Writer/director Joshua Marston's second feature, The Forgiveness of Blood, pulls us into contemporary Albania, and observes the eruption and trajectory of an ugly local phenomenon known as a "blood feud," as it threatens to rip apart one particular family. The event starts in the most banal and unassuming of ways: the patriarch, Mark (Refet Abazi) gets into a seemingly minor quarrel with a hotheaded neighbor, Sokol (Veton Osmani), over the right to cross the fellow's land in his horse-drawn wagon. Though Mark withdraws from the premises when Sokol threatens him with an enormous blade, he later returns with his brother and reignites the argument, leading to Sokol's death. Mark manages to evade the authorities for a time, but rage overtakes Sokol's clan, and they publicly vow to kill not just the presumed murderer, but any members of Mark's family. The family soon finds itself buckling beneath the constant threat of violence, especially when a sniper begins firing rounds of ammunition into the home. In response, the residents fortify the house, turning it into a brick-walled stronghold. Most dramatically impacted is son Nik (Tristan Halilaj), a teenager who longs to experience normal adolescent life, especially a blossoming crush on Bardha (Zana Hasaj), a pretty girl in his class.
The picture's central narrative arc involves Nik's maturation into adulthood and headstrong push for independence.

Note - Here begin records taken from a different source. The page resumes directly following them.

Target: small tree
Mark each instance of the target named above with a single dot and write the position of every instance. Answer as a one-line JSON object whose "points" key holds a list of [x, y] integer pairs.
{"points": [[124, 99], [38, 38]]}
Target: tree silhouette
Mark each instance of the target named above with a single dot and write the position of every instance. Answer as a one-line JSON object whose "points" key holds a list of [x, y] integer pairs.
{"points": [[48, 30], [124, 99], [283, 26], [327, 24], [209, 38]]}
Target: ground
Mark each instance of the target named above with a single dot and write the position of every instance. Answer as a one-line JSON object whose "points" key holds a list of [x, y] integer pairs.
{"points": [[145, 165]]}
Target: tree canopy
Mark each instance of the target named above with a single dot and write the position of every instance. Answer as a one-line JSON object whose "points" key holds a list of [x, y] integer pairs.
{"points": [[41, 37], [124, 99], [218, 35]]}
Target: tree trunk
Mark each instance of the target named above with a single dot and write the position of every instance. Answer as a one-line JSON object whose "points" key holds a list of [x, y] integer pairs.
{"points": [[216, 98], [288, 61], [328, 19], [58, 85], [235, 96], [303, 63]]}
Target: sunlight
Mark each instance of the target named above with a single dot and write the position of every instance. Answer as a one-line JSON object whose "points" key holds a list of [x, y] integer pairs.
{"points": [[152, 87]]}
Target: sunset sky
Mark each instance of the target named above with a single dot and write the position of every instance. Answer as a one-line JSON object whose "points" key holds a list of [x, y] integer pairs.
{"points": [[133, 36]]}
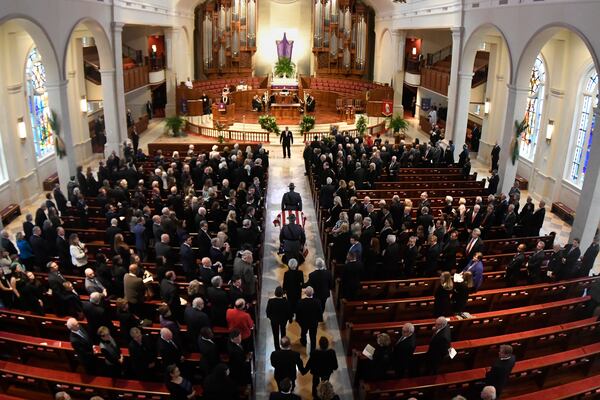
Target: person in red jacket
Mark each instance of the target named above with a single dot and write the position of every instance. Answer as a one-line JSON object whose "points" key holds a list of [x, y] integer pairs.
{"points": [[238, 318]]}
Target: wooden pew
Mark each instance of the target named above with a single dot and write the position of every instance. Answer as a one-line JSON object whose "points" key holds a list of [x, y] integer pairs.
{"points": [[482, 352], [588, 388], [357, 336], [47, 381], [535, 373], [482, 301]]}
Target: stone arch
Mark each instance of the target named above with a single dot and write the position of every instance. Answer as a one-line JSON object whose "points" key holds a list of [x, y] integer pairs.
{"points": [[43, 43], [103, 43]]}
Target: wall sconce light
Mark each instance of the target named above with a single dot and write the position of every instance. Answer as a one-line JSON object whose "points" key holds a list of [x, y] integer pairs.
{"points": [[21, 128], [549, 131], [83, 104]]}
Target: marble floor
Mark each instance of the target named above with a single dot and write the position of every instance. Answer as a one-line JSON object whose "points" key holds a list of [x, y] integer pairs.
{"points": [[281, 173]]}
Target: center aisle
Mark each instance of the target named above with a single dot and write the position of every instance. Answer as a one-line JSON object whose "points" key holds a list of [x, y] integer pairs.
{"points": [[281, 173]]}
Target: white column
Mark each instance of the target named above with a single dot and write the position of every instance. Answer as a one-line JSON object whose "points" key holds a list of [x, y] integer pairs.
{"points": [[171, 72], [111, 116], [461, 108], [515, 109], [453, 85], [587, 217], [119, 115], [59, 100], [399, 42]]}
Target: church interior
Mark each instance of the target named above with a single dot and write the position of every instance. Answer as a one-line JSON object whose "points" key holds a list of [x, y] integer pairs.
{"points": [[299, 199]]}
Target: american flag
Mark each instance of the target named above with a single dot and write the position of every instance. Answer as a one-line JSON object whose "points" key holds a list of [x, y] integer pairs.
{"points": [[282, 218]]}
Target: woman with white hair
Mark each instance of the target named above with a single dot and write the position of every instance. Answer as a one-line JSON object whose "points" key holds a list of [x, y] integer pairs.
{"points": [[293, 281], [321, 281]]}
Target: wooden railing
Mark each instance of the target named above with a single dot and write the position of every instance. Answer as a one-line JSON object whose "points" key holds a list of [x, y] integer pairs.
{"points": [[435, 80], [136, 77], [372, 131], [229, 135]]}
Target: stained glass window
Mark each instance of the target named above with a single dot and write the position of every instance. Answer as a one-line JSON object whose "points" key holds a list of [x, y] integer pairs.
{"points": [[582, 144], [37, 97], [535, 105]]}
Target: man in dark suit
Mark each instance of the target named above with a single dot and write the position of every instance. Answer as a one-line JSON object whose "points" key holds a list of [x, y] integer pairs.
{"points": [[572, 253], [112, 231], [286, 363], [170, 295], [188, 259], [475, 245], [534, 264], [404, 350], [285, 391], [142, 354], [39, 247], [432, 256], [308, 316], [438, 346], [321, 281], [219, 301], [410, 257], [390, 260], [286, 138], [291, 200], [204, 240], [239, 367], [510, 219], [209, 351], [83, 345], [497, 375], [279, 312], [513, 269], [134, 289], [587, 261], [168, 350], [96, 315], [163, 249], [195, 319], [495, 154], [537, 219], [351, 273]]}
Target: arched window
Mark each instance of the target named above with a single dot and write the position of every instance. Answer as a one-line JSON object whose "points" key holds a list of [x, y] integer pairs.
{"points": [[535, 105], [584, 130], [39, 111]]}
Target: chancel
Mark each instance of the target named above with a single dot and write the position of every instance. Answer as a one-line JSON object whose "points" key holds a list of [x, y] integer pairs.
{"points": [[299, 199]]}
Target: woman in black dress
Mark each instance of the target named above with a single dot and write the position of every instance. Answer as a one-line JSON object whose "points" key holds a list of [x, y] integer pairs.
{"points": [[442, 305], [179, 387]]}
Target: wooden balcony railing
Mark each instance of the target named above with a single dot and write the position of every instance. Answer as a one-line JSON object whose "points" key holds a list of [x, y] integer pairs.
{"points": [[135, 77]]}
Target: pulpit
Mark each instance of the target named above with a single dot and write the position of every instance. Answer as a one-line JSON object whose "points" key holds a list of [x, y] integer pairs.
{"points": [[223, 114]]}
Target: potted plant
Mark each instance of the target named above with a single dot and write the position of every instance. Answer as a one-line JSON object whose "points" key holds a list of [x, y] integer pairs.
{"points": [[361, 126], [398, 125], [520, 128], [307, 124], [284, 67], [174, 125], [268, 123]]}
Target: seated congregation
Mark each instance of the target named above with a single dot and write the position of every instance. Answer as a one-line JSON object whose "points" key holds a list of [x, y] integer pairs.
{"points": [[140, 283]]}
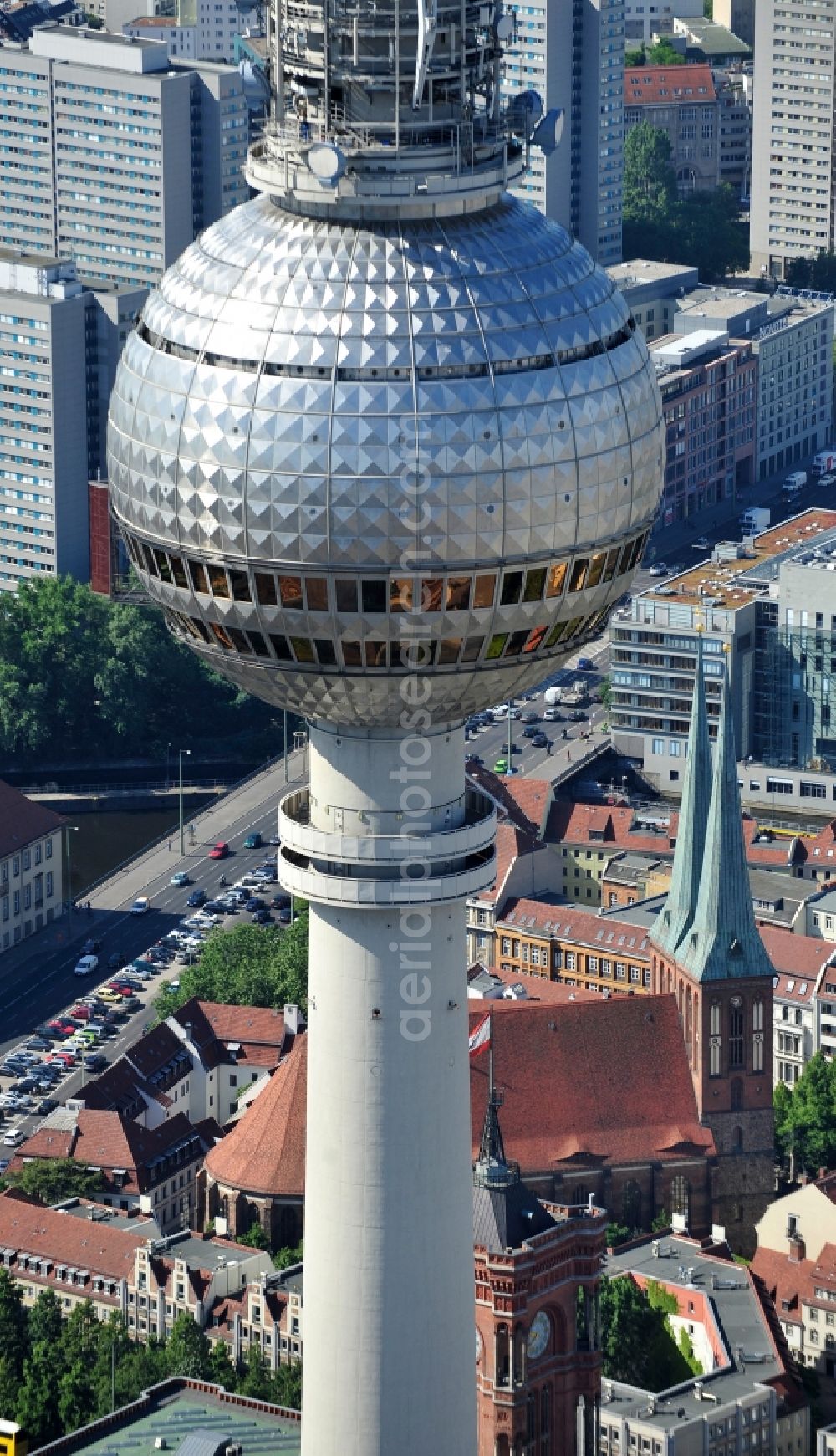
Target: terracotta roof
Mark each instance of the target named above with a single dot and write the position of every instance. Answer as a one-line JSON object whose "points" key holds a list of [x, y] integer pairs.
{"points": [[525, 801], [576, 923], [665, 84], [797, 955], [565, 1091], [512, 845], [23, 820], [264, 1153], [64, 1239], [259, 1031]]}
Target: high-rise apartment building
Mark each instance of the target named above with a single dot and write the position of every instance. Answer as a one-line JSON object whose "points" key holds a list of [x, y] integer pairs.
{"points": [[793, 176], [60, 344], [573, 57], [113, 155]]}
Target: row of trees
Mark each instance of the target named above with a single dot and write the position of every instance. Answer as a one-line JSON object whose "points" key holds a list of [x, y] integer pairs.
{"points": [[702, 230], [56, 1373], [638, 1343], [251, 966], [80, 674], [806, 1118]]}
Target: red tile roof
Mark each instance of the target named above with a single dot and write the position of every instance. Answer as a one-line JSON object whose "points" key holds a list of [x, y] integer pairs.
{"points": [[574, 923], [600, 1079], [525, 801], [64, 1239], [665, 84], [23, 820], [798, 957], [264, 1153], [512, 845]]}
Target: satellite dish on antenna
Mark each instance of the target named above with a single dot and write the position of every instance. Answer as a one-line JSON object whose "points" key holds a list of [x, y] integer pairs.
{"points": [[327, 162], [547, 135]]}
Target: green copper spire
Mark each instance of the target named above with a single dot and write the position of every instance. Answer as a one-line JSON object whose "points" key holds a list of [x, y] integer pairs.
{"points": [[677, 913], [722, 941]]}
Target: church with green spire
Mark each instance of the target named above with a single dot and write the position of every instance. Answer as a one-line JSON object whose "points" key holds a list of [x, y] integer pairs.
{"points": [[708, 954]]}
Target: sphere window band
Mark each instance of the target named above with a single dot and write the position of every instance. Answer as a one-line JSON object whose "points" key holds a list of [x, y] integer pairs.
{"points": [[376, 595]]}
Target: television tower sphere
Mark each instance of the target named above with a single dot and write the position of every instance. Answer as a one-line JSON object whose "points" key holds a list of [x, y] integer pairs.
{"points": [[385, 446], [322, 427]]}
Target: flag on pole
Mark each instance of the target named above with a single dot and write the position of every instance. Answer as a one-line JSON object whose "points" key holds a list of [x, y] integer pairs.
{"points": [[480, 1037]]}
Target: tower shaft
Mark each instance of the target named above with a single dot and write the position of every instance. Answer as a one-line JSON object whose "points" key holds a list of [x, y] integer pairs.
{"points": [[386, 846]]}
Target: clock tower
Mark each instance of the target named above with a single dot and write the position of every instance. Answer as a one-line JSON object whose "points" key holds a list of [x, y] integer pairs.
{"points": [[706, 951], [538, 1332]]}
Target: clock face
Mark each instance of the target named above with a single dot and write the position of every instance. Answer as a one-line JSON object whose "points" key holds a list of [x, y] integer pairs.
{"points": [[539, 1336]]}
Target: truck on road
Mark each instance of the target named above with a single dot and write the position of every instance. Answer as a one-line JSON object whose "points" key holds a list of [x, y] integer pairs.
{"points": [[753, 520]]}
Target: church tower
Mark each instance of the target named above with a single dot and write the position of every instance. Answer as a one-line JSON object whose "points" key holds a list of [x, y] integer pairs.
{"points": [[706, 953]]}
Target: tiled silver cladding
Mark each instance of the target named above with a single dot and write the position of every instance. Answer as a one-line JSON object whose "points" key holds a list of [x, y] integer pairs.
{"points": [[293, 379]]}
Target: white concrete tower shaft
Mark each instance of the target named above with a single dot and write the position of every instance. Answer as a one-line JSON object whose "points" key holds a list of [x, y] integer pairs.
{"points": [[386, 846]]}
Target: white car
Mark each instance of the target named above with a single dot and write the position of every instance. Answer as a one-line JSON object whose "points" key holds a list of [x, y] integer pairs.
{"points": [[86, 966]]}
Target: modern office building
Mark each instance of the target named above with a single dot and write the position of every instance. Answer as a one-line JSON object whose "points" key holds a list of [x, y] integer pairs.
{"points": [[793, 159], [769, 612], [95, 162], [573, 57], [60, 343], [791, 337], [198, 29], [682, 102], [643, 19], [708, 389]]}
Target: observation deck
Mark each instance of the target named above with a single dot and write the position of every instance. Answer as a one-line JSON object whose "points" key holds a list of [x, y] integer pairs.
{"points": [[376, 864]]}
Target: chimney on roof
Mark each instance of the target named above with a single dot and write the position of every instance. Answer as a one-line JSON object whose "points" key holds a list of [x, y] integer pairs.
{"points": [[293, 1018]]}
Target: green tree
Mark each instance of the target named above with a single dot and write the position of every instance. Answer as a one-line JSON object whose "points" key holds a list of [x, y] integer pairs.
{"points": [[649, 178], [53, 1180], [188, 1349], [813, 273], [13, 1338], [45, 1320], [665, 54], [37, 1408], [251, 966]]}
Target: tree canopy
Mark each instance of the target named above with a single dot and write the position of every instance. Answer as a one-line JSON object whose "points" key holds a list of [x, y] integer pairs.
{"points": [[702, 229], [638, 1344], [806, 1117], [53, 1180], [82, 674], [56, 1373], [251, 966], [813, 273]]}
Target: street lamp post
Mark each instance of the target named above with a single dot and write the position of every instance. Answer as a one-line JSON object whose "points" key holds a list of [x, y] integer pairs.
{"points": [[181, 752], [70, 829]]}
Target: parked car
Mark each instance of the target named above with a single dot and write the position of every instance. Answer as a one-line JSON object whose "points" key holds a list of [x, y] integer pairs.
{"points": [[86, 966]]}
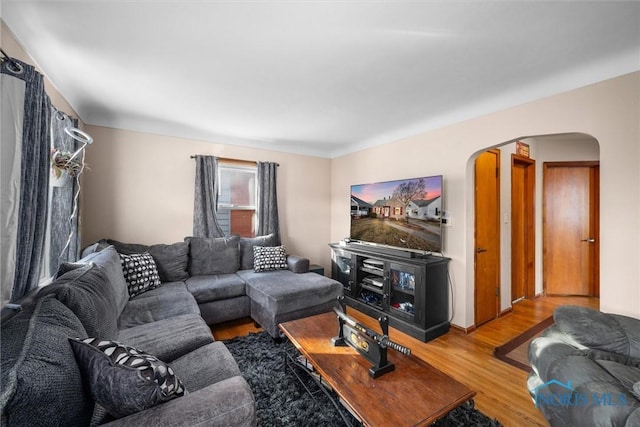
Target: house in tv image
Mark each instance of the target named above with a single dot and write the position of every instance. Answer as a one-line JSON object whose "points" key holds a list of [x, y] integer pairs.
{"points": [[429, 209], [359, 208], [389, 207]]}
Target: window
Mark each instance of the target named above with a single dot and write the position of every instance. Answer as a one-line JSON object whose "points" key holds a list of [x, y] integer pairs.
{"points": [[237, 198]]}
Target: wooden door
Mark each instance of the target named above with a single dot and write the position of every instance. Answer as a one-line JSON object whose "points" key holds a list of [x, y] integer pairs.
{"points": [[523, 244], [487, 236], [570, 228]]}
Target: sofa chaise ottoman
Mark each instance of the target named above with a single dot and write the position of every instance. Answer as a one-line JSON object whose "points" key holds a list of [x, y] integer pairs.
{"points": [[223, 277], [83, 351]]}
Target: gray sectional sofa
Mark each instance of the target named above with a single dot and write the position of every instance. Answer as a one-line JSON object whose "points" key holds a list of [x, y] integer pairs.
{"points": [[585, 369], [54, 373]]}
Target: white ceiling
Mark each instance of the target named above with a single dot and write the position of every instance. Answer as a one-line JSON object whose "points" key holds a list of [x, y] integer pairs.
{"points": [[321, 78]]}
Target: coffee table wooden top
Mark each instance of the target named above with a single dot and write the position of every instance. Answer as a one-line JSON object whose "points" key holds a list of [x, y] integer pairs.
{"points": [[415, 393]]}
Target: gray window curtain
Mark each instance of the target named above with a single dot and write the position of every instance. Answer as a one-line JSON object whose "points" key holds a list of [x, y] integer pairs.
{"points": [[268, 200], [64, 225], [205, 223], [26, 112]]}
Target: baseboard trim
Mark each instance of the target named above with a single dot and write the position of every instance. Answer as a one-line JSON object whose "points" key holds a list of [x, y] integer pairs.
{"points": [[464, 330], [506, 311]]}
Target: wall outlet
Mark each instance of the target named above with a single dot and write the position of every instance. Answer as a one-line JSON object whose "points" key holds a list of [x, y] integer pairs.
{"points": [[446, 219]]}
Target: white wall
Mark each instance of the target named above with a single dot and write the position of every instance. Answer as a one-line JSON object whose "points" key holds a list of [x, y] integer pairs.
{"points": [[140, 189], [608, 111], [547, 148]]}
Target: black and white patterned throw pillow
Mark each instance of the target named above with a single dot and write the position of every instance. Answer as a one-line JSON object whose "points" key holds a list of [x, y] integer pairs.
{"points": [[269, 258], [140, 273], [124, 380]]}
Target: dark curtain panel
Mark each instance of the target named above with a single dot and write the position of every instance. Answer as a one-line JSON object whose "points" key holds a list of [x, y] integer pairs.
{"points": [[205, 223], [34, 179], [268, 200], [64, 228]]}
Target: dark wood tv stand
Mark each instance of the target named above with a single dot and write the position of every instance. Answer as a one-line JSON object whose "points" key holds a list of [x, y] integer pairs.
{"points": [[412, 291]]}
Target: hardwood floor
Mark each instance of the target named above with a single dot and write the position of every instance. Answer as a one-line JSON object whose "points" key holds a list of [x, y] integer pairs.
{"points": [[501, 388]]}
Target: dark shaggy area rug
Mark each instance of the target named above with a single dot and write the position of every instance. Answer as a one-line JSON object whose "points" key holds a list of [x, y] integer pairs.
{"points": [[282, 401]]}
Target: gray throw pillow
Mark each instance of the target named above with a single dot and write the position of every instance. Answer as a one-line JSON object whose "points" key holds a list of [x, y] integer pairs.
{"points": [[269, 258], [87, 292], [220, 255], [140, 273], [124, 380], [172, 260], [246, 248]]}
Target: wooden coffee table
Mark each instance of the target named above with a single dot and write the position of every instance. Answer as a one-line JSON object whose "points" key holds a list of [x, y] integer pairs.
{"points": [[415, 393]]}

A brief summary of this might make it sound straightforward, though the opposite is true. Nik's final actions in response to the family are as complex and ethically and tonally murky as they are definitive, and seem to emerge both because of and despite the restrictions imposed on the clan. As a result, we are never sure how to read this character, and his impulsive behavior imparts an added layer of complexity. Marston, for example, includes a wonderful scene where Nik hacks up a bedroom wall with a knife, seemingly without purpose; we can read the emotions as misguided anger, even if we are never sure where those emotions will drive him.
If Marston limited his scope to Nik's story, the material would qualify as a great and well-observed drama, yet the picture as a whole is even more narratively complex than this. Using the family's plight as a fixed element, Marston begins to look at how the feud has impacted various secondary characters and therefore fractures his story into numerous strands. It all adds up to a sweeping, ambitious, and highly singular picture of early 21st century Albanian rural life. On this note, Marston's film may be slyest for its refusal to explain any of the fundamental elements of Albanian society, such as the kanun (rules of code to govern local behavior), the besa (a brief amnesty issued by the party that declares war on another), or even -- on a broader and more sweeping level -- the fierce, obstreperous familial loyalties that linger in the community, omnipresent in every citizen's actions and statements. Marston takes a huge gamble by assuming that unfamiliar viewers will latch on to the basics by virtue of context; this is a risk that pays off, as we never once feel lost or confused. Marston also takes a leap of faith with his onscreen pace. From the beginning -- a signature image of a village resident moving rocks to facilitate a neighbor's use of his land -- the narrative moves at a slow, measured crawl that recalls the work of Bela Tarr in its ability to pull viewers into the languorous rhythms of these characters and the world they inhabit.
As this assessment suggests, The Forgiveness of Blood succeeds almost entirely on its own terms, which is particularly remarkable given the overwhelming challenges that Marston faced in making it. This picture was the product of an American director who decided to create a drama about Albanian culture, shot in the local language with nonprofessional actors, and backed by European money. It might be unthinkable if the writer/director hadn't already pulled off the same feat once before to widespread acclaim (his 2004 debut, Maria Full of Grace). Forgiveness confirms Marston as much more than a one-hit wonder, demonstrating, as Maria did, his gifts with narrative, characterization, and dialogue, as well as his preternatural instinct for picking up on acute cultural nuances that would elude most non-native filmmakers.